SAKK 19/17: safety analysis of first-line durvalumab in patients with PD-L1 positive, advanced nonsmall cell lung cancer and a performance status of 2
Journal Paper/Review - Nov 1, 2020
Mark Michael, Früh Martin, Biaggi-Rudolf Christine, Weindler Susanne, Baudoux Nathalie, Schwitter Michael, Wannesson Luciano, Jörger Markus, Metaxas Yannis, Schneider Martina, Friedlaender Alex, Burmeister Henning, Janthur Wolf-Dieter, Rothschild Sacha I, Pless Miklos, Addeo Alfredo, Eboulet Eric Innocents, Froesch Patrizia, Swiss Group for Clinical Cancer Research (SAKK)
The safety of first-line (1L) durvalumab in patients with advanced nonsmall-cell lung cancer (NSCLC) and an Eastern Cooperative Oncology Group (ECOG) performance status of 2 (PS2) is unknown. This is an interim unplanned safety analysis of the study SAKK 19/17 for patients with metastatic NSCLC with programmed death-ligand 1 (PD-L1) expression in ≥ 25% of tumor cells and an ECOG PS2 treated with 1L durvalumab. This safety analysis was triggered by the SAKK data and safety monitoring board due to a high mortality rate observed after the recruitment of the first 21 patients.
This single-arm phase II study recruited patients with metastatic NSCLC with PD-L1 in ≥ 25% and ECOG PS2. Patients received durvalumab 1500 mg every four weeks. The trial aims to recruit 48 patients in total. This report includes safety analyses only. Adverse events (AEs) were assessed using National Cancer Institute Common Terminology Criteria for AEs (NCI CTCAE) Version 5.0. Efficacy data including the primary endpoint overall survival at 6 months and secondary endpoints (objective response rate, progression-free survival, and quality of life) will be reported at a later time point.

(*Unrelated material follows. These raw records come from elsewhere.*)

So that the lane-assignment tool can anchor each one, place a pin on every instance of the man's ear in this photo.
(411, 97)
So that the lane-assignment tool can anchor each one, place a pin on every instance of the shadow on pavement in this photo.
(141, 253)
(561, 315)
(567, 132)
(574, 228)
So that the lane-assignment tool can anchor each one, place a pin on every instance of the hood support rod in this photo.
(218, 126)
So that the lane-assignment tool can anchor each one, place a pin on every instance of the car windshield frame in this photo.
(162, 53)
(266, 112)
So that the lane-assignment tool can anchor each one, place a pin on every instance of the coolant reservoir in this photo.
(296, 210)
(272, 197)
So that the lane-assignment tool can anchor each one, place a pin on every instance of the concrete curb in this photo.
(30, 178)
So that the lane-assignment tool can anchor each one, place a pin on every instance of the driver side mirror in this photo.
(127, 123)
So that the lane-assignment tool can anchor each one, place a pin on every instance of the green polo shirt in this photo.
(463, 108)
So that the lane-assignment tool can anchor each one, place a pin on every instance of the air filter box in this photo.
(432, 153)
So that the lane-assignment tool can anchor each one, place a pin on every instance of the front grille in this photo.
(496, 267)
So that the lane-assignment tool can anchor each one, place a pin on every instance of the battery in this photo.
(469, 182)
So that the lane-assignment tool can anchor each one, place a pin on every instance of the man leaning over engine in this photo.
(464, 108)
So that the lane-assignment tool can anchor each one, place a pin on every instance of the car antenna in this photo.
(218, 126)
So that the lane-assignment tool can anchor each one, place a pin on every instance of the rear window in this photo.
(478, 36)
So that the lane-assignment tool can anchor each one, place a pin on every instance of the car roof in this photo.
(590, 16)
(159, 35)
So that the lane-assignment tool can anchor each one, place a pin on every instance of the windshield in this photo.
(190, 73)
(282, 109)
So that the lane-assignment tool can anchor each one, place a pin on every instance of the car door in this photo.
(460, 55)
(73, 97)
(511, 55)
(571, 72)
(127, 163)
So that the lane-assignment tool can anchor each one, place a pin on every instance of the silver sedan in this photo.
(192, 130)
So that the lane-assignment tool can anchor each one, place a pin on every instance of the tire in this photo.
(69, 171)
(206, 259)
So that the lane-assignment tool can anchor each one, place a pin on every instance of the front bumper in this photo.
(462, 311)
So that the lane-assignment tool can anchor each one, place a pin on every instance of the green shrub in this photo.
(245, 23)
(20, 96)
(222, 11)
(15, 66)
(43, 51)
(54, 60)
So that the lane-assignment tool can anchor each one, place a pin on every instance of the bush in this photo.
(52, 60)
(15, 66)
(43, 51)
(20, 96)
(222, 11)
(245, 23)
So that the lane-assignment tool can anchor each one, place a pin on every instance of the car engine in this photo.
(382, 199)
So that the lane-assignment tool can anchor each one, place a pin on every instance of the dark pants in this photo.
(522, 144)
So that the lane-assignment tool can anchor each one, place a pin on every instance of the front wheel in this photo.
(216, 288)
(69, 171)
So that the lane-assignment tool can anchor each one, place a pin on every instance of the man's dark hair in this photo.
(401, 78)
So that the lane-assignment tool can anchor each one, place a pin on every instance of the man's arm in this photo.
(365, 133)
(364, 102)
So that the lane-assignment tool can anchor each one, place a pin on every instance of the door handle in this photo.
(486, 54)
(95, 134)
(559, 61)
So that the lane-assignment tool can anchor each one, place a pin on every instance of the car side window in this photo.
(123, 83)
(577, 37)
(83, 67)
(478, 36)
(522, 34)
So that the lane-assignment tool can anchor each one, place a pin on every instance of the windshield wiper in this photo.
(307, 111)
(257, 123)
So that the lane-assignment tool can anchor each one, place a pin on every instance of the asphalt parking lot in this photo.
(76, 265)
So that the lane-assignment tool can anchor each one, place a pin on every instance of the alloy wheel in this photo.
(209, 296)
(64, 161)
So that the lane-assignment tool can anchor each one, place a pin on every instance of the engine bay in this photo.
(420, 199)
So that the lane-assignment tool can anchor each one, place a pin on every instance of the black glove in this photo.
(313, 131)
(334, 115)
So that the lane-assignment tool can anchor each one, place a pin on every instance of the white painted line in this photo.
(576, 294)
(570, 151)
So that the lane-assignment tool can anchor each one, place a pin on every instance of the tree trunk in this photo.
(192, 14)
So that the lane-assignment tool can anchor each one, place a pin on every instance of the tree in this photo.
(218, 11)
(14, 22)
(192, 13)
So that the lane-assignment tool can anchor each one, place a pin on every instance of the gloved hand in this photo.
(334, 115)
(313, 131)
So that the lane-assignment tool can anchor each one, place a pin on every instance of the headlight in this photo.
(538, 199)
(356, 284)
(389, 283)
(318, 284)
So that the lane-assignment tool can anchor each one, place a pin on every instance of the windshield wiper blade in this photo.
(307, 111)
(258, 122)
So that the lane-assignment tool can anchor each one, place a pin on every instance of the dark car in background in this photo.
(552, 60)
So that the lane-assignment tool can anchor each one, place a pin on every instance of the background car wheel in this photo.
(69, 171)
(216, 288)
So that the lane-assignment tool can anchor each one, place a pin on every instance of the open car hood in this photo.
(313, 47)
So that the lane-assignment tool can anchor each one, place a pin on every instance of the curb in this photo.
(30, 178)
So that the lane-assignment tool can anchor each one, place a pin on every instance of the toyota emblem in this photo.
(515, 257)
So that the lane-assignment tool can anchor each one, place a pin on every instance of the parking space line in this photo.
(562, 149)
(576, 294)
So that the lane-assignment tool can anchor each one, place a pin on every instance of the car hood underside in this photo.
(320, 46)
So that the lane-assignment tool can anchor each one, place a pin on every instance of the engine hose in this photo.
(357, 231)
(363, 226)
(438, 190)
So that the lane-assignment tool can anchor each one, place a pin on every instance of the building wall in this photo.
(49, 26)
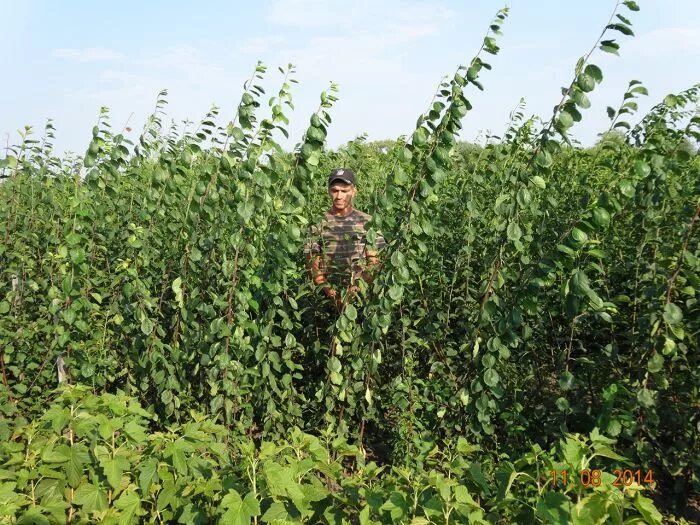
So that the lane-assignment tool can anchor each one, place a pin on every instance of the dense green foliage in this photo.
(536, 308)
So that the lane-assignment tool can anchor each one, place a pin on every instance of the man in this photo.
(337, 253)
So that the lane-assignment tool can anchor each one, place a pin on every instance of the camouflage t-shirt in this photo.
(342, 244)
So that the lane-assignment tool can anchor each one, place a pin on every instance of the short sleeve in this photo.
(312, 246)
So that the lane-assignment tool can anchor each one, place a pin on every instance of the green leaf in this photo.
(601, 217)
(130, 505)
(491, 377)
(91, 498)
(538, 181)
(641, 168)
(148, 474)
(350, 312)
(656, 363)
(135, 431)
(514, 232)
(147, 326)
(646, 508)
(565, 120)
(610, 46)
(645, 397)
(77, 457)
(544, 159)
(334, 364)
(579, 235)
(239, 511)
(594, 72)
(113, 469)
(672, 314)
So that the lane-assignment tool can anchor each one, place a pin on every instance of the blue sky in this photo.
(65, 60)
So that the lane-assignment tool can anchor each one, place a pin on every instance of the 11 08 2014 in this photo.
(594, 477)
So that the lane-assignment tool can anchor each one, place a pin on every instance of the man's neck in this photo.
(341, 213)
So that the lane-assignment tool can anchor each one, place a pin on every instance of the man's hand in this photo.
(353, 291)
(334, 296)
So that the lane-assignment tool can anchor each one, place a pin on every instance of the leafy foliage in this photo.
(532, 292)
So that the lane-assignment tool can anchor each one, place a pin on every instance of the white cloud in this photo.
(260, 45)
(89, 54)
(184, 60)
(666, 42)
(349, 16)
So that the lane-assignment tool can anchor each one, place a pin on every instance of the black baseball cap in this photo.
(343, 175)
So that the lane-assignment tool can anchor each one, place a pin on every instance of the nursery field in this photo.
(528, 351)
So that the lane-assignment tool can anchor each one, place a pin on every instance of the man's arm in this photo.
(372, 266)
(318, 275)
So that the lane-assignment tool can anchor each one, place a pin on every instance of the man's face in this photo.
(342, 194)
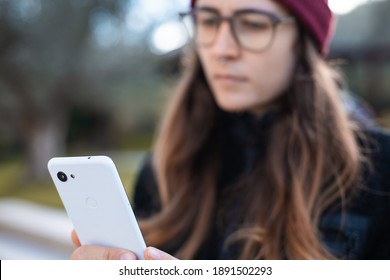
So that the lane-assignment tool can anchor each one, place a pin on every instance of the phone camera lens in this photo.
(62, 176)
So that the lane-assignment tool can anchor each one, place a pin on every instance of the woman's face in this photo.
(242, 80)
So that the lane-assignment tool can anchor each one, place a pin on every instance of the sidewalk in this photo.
(30, 231)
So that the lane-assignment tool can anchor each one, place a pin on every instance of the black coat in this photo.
(366, 230)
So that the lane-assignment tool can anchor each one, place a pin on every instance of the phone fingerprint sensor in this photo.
(91, 203)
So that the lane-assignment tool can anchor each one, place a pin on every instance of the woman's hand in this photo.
(91, 252)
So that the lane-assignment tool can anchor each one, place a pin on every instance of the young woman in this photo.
(257, 157)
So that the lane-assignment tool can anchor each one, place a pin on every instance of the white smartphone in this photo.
(96, 202)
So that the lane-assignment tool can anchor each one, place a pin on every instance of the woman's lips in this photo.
(229, 78)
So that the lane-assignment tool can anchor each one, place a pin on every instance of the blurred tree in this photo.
(44, 48)
(362, 39)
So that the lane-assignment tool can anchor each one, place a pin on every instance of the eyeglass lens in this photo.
(252, 30)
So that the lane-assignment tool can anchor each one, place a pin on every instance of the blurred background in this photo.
(82, 77)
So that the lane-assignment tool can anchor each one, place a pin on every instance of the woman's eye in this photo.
(208, 22)
(253, 25)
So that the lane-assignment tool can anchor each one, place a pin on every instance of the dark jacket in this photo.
(366, 230)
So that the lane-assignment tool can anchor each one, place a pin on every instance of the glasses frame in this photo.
(275, 20)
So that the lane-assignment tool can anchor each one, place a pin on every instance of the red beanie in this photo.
(315, 16)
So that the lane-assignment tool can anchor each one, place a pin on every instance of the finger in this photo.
(152, 253)
(75, 239)
(91, 252)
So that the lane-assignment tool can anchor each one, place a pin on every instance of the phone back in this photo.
(96, 202)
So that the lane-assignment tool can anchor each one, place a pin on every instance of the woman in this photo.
(257, 157)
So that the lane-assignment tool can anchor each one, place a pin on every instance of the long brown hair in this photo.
(309, 169)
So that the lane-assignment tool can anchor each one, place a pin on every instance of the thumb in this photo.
(152, 253)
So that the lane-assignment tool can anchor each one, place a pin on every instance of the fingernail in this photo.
(127, 256)
(154, 253)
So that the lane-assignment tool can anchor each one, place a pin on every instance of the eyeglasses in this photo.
(253, 30)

The data from 21 patients were available at this interim safety analysis. Among these, 13 deaths (13/21; 62%) were reported, including one treatment-related fatal colonic perforation at 9 months after treatment initiation (1/13; 8%). Twelve deaths were not treatment-related (12/13; 92%), and mostly attributed to tumor progression (10/13; 77%). Of note, seven deaths (7/13; 54%) occurred during the first 5 weeks (range 0.6-4.7 weeks) after treatment initiation. Four (4/7; 57%) were respiratory failures attributed to tumor progression. One of these patients (25%) had pre-existing COPD, and three (75%) had baseline dyspnea grade 2-3 related to the tumor. Grade ≥ 3 treatment-related AEs (TRAEs) included colonic perforation (grade 5), abdominal pain, and colitis (grade 3 each) in one patient, and fatigue (grade 3) in another. Other Grade ≥ 3 AEs unrelated to treatment were all of pulmonary origin: lung infections (19%), dyspnea (24%), cough (5%), and bronchial obstruction (5%).
1L durvalumab in patients with ECOG PS2 and metastatic NSCLC with PD-L1 expression ≥ 25% resulted in an unexpectedly high number of fatal early events due to rapid tumor progression. We recommend to avoid treatment with 1 L durvalumab of patients who are highly symptomatic from the tumor, particularly those with respiratory symptoms. The study is continuing its accrual after an amendment excluding these patients.